It sounds like a distant dystopian crisis: a world where global food and water supply chains buckle under the strain of overpopulation and climate change, before being contaminated by weapons of mass destruction unleashed in a desperate fight for access to what little is left.
While the crisis may not be as unrealistic or far away as it seems, scientists are already coming up with potential solutions. One is the curiously named metal organic frameworks (MOFs), a powder of nano-engineered crystals with an apparently endless variety of uses.
One teaspoon of these crystals contain the surface area of an entire football field, and scientists have been able to customise them to absorb and store vast quantities of a desired substance.
In 1998 Professor Omar Yaghi, a chemist who now works at the University of California, Berkeley, made the breakthrough that showed it was possible to craft structures that can be imagined as metal scaffolding at a molecular level, bound together by organic links.
Less than two decades later, MOFs are being applied to purposes that even he could not have imagined, many of which would be particularly handy in a world falling apart – such as fabrics that can protect against chemical weapons, devices that can artificially replicate photosynthesis to transform carbon emissions into oxygen, and glowing crystals that can detect and trap contaminants in water.

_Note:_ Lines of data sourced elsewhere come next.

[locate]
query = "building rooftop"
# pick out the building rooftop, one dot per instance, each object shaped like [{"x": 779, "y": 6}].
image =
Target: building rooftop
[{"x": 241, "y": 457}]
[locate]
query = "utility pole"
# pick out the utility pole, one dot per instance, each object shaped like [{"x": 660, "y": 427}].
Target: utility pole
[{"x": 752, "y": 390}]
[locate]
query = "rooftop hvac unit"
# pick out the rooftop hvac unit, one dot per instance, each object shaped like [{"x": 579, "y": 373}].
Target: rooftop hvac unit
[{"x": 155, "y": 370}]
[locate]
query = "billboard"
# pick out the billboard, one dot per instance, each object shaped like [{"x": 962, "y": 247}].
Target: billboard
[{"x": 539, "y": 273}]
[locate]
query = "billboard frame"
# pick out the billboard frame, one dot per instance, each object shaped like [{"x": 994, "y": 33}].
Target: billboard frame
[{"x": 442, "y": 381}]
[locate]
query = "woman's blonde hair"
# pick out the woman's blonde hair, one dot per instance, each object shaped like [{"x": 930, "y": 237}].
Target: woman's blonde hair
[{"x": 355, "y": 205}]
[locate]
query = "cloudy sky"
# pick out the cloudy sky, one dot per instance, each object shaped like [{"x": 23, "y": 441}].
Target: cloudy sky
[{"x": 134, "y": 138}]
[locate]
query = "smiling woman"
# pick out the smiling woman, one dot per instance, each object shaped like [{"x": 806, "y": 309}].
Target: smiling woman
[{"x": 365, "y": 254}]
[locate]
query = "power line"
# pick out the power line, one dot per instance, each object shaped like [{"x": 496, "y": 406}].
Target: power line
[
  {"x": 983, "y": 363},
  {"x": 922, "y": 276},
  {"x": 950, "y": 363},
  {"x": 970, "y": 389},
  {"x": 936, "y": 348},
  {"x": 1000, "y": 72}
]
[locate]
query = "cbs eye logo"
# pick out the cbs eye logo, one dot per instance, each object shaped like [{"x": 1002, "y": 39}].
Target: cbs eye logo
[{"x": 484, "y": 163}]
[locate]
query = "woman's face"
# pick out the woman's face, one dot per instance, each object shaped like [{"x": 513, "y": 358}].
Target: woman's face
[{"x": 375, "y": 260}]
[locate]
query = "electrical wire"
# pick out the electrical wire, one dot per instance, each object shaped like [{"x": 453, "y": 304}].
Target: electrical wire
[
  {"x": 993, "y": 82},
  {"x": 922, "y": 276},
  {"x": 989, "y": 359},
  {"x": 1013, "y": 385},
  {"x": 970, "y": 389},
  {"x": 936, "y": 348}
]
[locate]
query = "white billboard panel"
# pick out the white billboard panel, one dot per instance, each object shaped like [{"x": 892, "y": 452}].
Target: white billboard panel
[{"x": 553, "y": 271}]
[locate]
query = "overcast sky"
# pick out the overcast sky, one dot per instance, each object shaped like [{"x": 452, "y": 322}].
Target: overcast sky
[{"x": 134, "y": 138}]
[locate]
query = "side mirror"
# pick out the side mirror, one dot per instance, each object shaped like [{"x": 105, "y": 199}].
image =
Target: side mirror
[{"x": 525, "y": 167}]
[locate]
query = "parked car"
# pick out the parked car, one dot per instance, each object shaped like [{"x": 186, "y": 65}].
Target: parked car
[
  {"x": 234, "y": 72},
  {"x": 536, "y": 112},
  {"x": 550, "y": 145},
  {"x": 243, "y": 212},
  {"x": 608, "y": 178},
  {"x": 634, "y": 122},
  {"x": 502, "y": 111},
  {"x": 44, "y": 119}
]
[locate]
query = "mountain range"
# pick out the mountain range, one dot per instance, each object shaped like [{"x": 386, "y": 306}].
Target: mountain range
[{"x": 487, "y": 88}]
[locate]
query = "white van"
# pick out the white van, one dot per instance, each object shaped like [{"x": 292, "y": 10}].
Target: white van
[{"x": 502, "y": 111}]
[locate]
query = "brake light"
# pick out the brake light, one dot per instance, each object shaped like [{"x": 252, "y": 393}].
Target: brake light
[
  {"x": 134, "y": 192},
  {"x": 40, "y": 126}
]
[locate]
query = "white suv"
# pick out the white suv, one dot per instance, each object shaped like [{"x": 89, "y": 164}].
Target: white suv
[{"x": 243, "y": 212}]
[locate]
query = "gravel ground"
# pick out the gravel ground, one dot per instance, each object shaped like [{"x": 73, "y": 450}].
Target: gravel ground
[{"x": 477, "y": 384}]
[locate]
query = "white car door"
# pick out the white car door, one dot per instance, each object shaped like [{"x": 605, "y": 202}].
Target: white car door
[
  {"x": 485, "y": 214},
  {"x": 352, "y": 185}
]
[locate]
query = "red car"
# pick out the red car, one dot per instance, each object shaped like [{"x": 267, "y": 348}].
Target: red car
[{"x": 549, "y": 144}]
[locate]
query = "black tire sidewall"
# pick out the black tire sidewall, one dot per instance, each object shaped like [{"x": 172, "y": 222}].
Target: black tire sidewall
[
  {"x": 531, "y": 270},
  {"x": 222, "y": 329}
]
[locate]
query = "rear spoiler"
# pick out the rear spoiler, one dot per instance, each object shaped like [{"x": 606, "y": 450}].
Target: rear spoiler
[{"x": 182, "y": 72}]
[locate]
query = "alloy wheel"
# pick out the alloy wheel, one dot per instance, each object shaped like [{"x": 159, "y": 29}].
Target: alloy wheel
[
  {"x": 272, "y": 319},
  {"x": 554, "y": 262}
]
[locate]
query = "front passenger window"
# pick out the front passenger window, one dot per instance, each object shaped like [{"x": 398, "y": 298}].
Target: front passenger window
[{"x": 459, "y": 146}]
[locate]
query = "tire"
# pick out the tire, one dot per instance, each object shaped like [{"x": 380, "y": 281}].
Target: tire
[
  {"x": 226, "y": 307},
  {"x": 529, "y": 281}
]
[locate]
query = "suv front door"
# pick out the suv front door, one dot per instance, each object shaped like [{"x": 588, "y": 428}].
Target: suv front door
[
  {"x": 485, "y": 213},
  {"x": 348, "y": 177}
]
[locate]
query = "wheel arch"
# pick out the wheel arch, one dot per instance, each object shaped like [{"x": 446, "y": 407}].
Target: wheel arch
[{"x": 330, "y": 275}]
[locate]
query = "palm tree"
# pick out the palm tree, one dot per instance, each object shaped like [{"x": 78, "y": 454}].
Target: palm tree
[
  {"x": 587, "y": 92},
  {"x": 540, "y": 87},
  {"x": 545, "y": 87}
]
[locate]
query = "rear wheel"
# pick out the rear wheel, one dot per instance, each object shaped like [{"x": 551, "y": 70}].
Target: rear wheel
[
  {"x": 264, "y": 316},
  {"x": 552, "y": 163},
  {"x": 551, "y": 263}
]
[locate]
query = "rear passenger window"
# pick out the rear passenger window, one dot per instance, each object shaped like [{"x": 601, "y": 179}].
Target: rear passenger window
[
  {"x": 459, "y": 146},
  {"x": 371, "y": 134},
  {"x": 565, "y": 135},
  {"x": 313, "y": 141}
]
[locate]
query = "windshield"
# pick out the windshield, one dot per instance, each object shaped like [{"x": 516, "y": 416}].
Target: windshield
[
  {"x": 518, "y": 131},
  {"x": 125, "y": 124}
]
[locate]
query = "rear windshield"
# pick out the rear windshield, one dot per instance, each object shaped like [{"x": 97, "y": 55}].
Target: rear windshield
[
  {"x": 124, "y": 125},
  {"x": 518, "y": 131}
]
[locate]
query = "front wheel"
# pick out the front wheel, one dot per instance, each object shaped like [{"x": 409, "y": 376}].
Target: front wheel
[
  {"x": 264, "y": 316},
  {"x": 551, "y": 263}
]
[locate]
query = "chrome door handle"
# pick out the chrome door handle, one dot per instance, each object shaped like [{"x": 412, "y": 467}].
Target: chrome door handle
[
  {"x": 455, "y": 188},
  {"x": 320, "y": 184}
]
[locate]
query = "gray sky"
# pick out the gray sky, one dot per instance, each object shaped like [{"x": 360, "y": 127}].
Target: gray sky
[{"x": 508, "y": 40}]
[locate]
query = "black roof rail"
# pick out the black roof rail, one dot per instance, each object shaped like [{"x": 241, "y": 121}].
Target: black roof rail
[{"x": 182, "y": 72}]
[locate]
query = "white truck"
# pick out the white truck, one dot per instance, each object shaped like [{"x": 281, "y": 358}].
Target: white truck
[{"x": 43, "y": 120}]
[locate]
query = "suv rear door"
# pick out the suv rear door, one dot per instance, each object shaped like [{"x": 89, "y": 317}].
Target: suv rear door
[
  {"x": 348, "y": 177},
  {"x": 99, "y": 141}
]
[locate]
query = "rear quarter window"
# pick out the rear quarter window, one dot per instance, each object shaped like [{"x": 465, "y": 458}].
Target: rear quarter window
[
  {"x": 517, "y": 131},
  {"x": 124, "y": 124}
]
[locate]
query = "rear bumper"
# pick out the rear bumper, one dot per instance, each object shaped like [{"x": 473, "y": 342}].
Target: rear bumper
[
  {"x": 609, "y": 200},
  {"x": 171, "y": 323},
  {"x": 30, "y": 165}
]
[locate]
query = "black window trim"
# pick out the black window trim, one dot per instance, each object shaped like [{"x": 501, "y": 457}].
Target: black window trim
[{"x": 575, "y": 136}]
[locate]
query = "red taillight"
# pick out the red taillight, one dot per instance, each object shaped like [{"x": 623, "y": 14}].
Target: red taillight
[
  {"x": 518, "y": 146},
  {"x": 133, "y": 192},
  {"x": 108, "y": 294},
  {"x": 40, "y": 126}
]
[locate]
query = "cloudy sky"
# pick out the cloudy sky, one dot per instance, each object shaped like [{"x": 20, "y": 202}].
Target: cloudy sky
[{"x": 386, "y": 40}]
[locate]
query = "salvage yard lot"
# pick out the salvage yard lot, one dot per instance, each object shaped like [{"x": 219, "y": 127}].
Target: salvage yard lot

Yaghi himself has developed a MOF that enables the harvesting of moisture out of the sky, and unlike other technologies that can already do this in high-humidity areas, the device using Yaghi’s powder works in the dry desertified conditions that are gradually expanding around the globe.
“We are living in an uncertain time,” Yaghi observes, “and fresh water is going to be one of the most precious and sought-after resources to humanity.”
In 2014, Yaghi reached out to MIT mechanical engineer professor Evelyn Wang about creating a machine capable of using his MOF technology. Wang and her team developed a transparent box with a top surface painted black to absorb solar heat, which prompts a reaction that delivers enough drinking water for a person’s daily needs with 1kg of the powder, even in areas of 20% air humidity.
“During the night, these MOFs soak up the water from air, and when the sun comes up, the MOFs will release water to be collected due to the warmth of the sun,” Yaghi says. “Then these empty MOFs will be ready to absorb water from the air at night again.”
Yaghi hopes these devices will enable people to access what he calls “personalised water” – off-grid and free of any impurities.